I am new to the forum, and came across this forum when googling my question. I am 20 years old and I am not an alcoholic but a binge drinker. I will drink on Friday or Saturday. Sometimes Friday and Saturday and consume large amounts of alcohol with my group of friends.
I am currently out of work and have been for six months. I am finding it hard to gather a routine and have found myself becoming very bored and boring. I will normally go round a friends house at the weekend and drink a lot just due to the fact there is nothing to do and drinking provides some form of entertainment.
I want to turn my life around and stop binge drinking and only drink very little on special occasions. I want to also start eating healthy and to have a good job and hobbies and for my life not to revolve around getting drunk on the weekend. I have found my hangovers have been becoming unbearable and I will vomit the next day causing friction with my family as they have had to pick me up from friends houses when I have been ill the next day after drinking.
I am finding it hard to do this due to the group of friends I drink with which consist of my good friend, her boyfriend, her boyfriend's brother and his friend. They drink a lot and would most likely be considered alcoholics. They drink daily and will wake up and drink. They also smoke cannabis daily and on drinking sessions will have quite a bit of cocaine which I will sometimes participate in when I am drunk. Whenever I tell them I am not going to get drunk or do any drugs with them they seem to laugh and doubt me and then talk me into doing it. I then regret my actions and cringe the next day to the point where I am so paranoid about what I have said and done. In the past when I have been drinking I have acted fairly promisicious and really regreted it as it is just not who I am.
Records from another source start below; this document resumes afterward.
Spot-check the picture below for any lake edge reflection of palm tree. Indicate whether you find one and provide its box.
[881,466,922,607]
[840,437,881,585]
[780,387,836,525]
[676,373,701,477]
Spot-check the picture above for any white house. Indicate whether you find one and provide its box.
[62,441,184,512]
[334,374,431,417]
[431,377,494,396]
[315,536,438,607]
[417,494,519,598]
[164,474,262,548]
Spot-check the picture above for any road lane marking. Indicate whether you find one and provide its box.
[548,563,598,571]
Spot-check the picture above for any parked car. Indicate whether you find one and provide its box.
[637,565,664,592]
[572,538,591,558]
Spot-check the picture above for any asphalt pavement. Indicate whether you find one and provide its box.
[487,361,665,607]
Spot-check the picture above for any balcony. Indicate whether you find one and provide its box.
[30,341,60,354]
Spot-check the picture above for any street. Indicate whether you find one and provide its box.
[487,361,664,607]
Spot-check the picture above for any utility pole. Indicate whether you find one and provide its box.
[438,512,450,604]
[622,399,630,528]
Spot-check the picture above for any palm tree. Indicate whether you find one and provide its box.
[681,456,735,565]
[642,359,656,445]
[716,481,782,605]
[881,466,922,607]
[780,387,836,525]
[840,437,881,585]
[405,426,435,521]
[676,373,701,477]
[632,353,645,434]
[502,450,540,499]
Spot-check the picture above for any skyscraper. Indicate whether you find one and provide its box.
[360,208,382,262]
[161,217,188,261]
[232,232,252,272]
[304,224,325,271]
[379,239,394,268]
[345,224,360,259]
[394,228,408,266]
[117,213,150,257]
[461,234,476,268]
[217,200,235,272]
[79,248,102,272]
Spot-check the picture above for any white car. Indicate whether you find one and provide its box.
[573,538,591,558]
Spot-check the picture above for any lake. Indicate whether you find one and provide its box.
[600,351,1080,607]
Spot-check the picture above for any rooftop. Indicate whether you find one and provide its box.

My friends boyfriend is abusive verbally to my friend and it is quite uncomfortable to be around them at times, and I think I drink quite fast due to trying to put up with it. I don't do anything with them that doesn't involved drinking, so I think my best option is to cut them off. But I have no idea how, where to start and if I will be able to. My will power is not strong and I always seem to start something without seeing it through.
I would really like to have a go at giving up drinking as I am tired of drink changing the person I am, making me act promisicous and ruining my jobs. I just don't know where to start and how to cut ties with my group of friends. Any help would be really appreciated.